Add an ai block to markline.json, and provide the key via the environment.

// markline.json — committed, public. NO key here.
"ai": {
  "enabled": true,
  "provider": "openrouter",          // preset, or "openai-compatible" + baseUrl
  "model": "deepseek/deepseek-v4-flash",
  "mode": "proxy",                   // "proxy" (operator key) | "byok" (reader key)
  "endpoint": null,                  // external proxy URL (static hosting) — see below
  "label": "Ask AI",
  "maxTokens": 1024,
  "rateLimit": { "perMinute": 10 }
}
# .env.local / host env — the secret. Never NEXT_PUBLIC_*.
MARKLINE_AI_KEY=sk-or-...
Restart markline dev after editing markline.json — config is read once per process.

Providers

Pick a provider preset, or use openai-compatible with an explicit baseUrl.

providerresolved base URL
openaihttps://api.openai.com/v1
openrouterhttps://openrouter.ai/api/v1
togetherhttps://api.together.xyz/v1
groqhttps://api.groq.com/openai/v1
fireworkshttps://api.fireworks.ai/inference/v1
localhttp://localhost:11434/v1 (Ollama / LM Studio)
openai-compatiblerequires baseUrl

The model is the provider's model id — e.g. deepseek/deepseek-v4-flash or openai/gpt-4o-mini on OpenRouter.

Hosting modes

Where your docs run decides which mode fits:

HostModeKey location
Node / Docker / Vercel (markline start)proxyMARKLINE_AI_KEY on the server → built-in /api/ai route
Pure static (GitHub Pages / S3 / CDN)proxy + endpointkey on an external Worker you deploy (below)
Any host, including staticbyokthe reader's key, in their browser
proxy mode needs a server. The built-in /api/ai route is a dynamic route and is dropped in static export — so on a pure-static host with mode: "proxy" and no endpoint, Ask AI renders nothing. Use an endpoint (below) or mode: "byok".

In byok mode the assistant asks each reader for their own key (stored in their browser) and calls the provider directly. It costs the operator nothing and works on static hosting, at the price of a little reader friction.

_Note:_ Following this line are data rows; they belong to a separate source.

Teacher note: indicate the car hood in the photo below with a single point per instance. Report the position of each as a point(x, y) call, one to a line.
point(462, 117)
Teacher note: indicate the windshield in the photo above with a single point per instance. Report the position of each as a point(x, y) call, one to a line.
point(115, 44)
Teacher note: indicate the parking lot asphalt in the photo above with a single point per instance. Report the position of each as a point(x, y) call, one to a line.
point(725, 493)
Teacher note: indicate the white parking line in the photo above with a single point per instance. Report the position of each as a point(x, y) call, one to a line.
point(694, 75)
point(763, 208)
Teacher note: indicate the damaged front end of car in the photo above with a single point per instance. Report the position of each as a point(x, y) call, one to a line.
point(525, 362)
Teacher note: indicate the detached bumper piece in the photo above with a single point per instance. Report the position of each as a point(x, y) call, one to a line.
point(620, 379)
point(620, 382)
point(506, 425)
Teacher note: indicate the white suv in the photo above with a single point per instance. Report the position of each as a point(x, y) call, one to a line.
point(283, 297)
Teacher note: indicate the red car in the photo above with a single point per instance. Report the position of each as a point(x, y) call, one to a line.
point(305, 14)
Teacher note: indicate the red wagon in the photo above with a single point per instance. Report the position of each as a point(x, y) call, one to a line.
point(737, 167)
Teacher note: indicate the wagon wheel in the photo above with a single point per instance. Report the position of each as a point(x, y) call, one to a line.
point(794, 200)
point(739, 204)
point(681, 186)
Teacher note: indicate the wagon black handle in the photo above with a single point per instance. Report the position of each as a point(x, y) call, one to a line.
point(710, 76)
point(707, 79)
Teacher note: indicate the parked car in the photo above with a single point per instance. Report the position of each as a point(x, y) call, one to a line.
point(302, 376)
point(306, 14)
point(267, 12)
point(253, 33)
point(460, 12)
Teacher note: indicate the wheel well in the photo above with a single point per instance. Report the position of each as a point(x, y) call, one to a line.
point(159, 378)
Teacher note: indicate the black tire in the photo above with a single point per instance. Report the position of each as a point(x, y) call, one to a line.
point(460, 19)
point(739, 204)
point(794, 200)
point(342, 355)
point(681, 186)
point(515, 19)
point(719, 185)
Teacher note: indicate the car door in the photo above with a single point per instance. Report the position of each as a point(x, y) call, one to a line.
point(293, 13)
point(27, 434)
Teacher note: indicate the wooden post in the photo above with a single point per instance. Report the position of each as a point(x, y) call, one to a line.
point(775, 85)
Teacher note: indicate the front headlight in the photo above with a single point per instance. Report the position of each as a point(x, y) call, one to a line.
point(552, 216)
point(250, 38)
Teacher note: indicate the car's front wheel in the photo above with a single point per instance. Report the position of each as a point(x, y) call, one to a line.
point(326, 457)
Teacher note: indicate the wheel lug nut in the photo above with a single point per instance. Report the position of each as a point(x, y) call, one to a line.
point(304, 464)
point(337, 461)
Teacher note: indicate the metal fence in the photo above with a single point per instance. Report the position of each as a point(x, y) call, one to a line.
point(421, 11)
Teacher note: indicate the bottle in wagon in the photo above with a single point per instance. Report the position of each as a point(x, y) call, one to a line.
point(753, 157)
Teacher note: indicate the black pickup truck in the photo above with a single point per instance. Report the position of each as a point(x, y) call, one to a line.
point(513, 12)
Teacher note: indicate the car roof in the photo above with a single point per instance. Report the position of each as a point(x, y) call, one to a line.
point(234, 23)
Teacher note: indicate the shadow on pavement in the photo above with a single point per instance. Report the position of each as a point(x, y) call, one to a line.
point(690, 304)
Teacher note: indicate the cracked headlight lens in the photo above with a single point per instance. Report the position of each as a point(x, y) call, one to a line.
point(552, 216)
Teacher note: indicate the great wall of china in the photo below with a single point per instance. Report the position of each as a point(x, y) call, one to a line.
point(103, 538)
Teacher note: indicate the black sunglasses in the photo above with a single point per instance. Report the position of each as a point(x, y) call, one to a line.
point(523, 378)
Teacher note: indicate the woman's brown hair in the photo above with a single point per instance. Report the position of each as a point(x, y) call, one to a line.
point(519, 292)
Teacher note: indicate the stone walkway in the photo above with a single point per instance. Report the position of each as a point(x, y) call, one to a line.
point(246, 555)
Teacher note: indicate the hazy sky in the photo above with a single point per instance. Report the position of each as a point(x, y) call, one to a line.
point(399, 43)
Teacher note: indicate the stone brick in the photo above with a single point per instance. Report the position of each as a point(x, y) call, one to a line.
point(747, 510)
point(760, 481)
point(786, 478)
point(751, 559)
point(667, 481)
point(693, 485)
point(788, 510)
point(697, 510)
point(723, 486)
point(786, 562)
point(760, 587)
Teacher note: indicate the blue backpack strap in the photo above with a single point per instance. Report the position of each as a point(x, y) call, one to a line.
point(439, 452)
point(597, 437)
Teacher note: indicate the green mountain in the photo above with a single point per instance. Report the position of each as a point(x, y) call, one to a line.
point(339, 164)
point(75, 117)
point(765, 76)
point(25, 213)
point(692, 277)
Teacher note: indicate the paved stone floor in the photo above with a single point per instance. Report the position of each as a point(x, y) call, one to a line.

Static + Cloudflare Worker

To run Ask AI on your key from a static site, deploy the open-source reference Worker in templates/ai-worker/. It is the same proxy logic as the built-in route, plus the CORS handling a cross-origin endpoint needs.

1

Deploy the Worker

From templates/ai-worker/:

npm install
npx wrangler secret put MARKLINE_AI_KEY   # paste your provider key
npm run deploy                            # → https://markline-ai.<acct>.workers.dev

The key is stored as a Cloudflare secret on the edge — never in git, never in the browser.

2

Set the provider + allowed origin

Edit wrangler.toml [vars]MARKLINE_AI_PROVIDER, MARKLINE_AI_MODEL, and MARKLINE_ALLOWED_ORIGIN (pin it to your docs domain; this is also the abuse allow-list). Re-run npm run deploy.

3

Point your site at the Worker

In markline.json, set mode: "proxy" and endpoint to the Worker URL:

"ai": {
  "enabled": true,
  "mode": "proxy",
  "provider": "openrouter",
  "model": "deepseek/deepseek-v4-flash",
  "endpoint": "https://markline-ai.<acct>.workers.dev"
}

With endpoint set, the Ask AI UI appears even in a static export. Rebuild and redeploy your docs.

Cost & abuse

A public AI proxy is an open relay to your paid LLM — enabling it spends your budget. Both the built-in route and the Worker ship with conservative defaults:

  • Origin allow-list — only your docs domain(s) may call it.
  • Per-IP rate limitai.rateLimit.perMinute (route) / MARKLINE_RATE_PER_MIN (Worker).
  • Token capai.maxTokens / MARKLINE_AI_MAX_TOKENS, plus an input-length clamp.
Tune the rate limit and pick a cheap model for public sites. The Worker's rate limit is per-isolate in-memory; for strict global limits, back it with Workers KV or a Durable Object.